Nuclear Magnetic Resonance (NMR) spectroscopy, microscopy and imaging techniques (MRI) play a crucial role in numerous fields of science ranging from physics, chemistry, material sciences, biology to medicine. The high information content of modern multi-dimensional NMR spectroscopy makes it possible to obtain structural and dynamical information with atomic resolution. In addition, owing to the low energy excitation in the MHz frequency region, the method is non-invasive, making it one of the most important imaging modalities in medical diagnostics. However, despite all its versatility, the key issue is frequently sensitivity, which limits the applicability of NMR spectroscopy and imaging techniques in the case of fast dynamical processes and detection of lowly concentrated molecules in both in vitro and in vivo applications.

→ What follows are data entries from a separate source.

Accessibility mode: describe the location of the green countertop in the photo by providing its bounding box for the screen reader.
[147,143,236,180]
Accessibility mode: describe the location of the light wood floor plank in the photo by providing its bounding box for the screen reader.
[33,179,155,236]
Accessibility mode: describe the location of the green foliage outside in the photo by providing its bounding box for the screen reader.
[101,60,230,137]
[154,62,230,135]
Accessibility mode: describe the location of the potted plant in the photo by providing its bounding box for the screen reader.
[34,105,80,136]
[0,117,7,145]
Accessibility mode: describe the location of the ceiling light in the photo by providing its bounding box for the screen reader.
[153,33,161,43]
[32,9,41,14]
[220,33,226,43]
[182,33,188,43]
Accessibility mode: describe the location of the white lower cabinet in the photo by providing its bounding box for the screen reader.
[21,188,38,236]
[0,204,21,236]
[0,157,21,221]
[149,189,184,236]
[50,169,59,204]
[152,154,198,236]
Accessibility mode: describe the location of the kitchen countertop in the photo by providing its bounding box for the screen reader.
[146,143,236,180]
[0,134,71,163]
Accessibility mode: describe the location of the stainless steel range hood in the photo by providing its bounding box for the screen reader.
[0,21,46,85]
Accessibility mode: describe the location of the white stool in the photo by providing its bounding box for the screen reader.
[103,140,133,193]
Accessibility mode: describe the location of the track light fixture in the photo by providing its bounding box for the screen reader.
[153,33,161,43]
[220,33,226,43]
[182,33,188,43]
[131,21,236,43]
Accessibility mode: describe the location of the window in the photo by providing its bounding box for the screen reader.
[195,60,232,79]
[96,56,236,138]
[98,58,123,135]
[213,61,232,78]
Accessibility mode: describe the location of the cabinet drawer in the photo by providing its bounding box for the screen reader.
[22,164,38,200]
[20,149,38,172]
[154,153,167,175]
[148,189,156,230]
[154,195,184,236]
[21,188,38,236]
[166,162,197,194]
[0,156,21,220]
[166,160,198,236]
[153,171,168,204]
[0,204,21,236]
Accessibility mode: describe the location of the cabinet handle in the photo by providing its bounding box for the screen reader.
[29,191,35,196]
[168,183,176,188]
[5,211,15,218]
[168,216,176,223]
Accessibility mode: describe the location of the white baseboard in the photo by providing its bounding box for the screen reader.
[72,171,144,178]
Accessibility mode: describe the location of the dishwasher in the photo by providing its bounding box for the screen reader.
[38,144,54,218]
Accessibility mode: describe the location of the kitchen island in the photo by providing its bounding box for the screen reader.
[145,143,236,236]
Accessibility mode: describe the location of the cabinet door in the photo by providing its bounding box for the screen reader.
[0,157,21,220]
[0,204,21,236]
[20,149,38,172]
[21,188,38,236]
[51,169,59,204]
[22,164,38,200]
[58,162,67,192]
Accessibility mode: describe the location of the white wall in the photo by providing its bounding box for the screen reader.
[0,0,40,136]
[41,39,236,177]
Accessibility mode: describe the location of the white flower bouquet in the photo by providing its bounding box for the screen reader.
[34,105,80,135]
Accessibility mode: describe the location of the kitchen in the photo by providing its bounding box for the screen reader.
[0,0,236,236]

Several strategies for spin-hyperpolarization are used to increase substantially NMR sensitivity. Two of these strategies are based on the transfer of the much bigger electron spin polarization onto the nuclear spin system either during a chemical reaction (Chemical Induced Dynamic Nuclear Polarization, CIDNP) or by using microwave fields (Dynamic Nuclear Polarization, DNP). Parahydrogen Induced Polarization (PHIP) is based on the correlation between a particular quantum mechanical spin state and a rotational state in diatomic hydrogen. In a chemical reaction the hydrogen spin state can be used to generate target molecules with high spin polarization. In spin exchange optical pumping (SEOP) the polarization of excited electrons is transferred onto noble gas atoms such as Helium, Xenon and Krypton to generate highly polarized gases for MRI application to lung studies, characterization of porous media and surfaces.
Although the hyperpolarization strategies differ in their underlying physico-chemical principles they have a number of problems in common. Recently, a network across Europe and associated states has been launched within the ESF COST programme (Action TD1103) to stimulate the communication between technology developers and users of the different hyperpolarisation techniques. The Lorentz workshop will provide an overview of the current state-of-the-art in spin hyperpolarisation and aims to identify common problems and mutual points of interest to initiate communication and collaborative projects within the COST Action.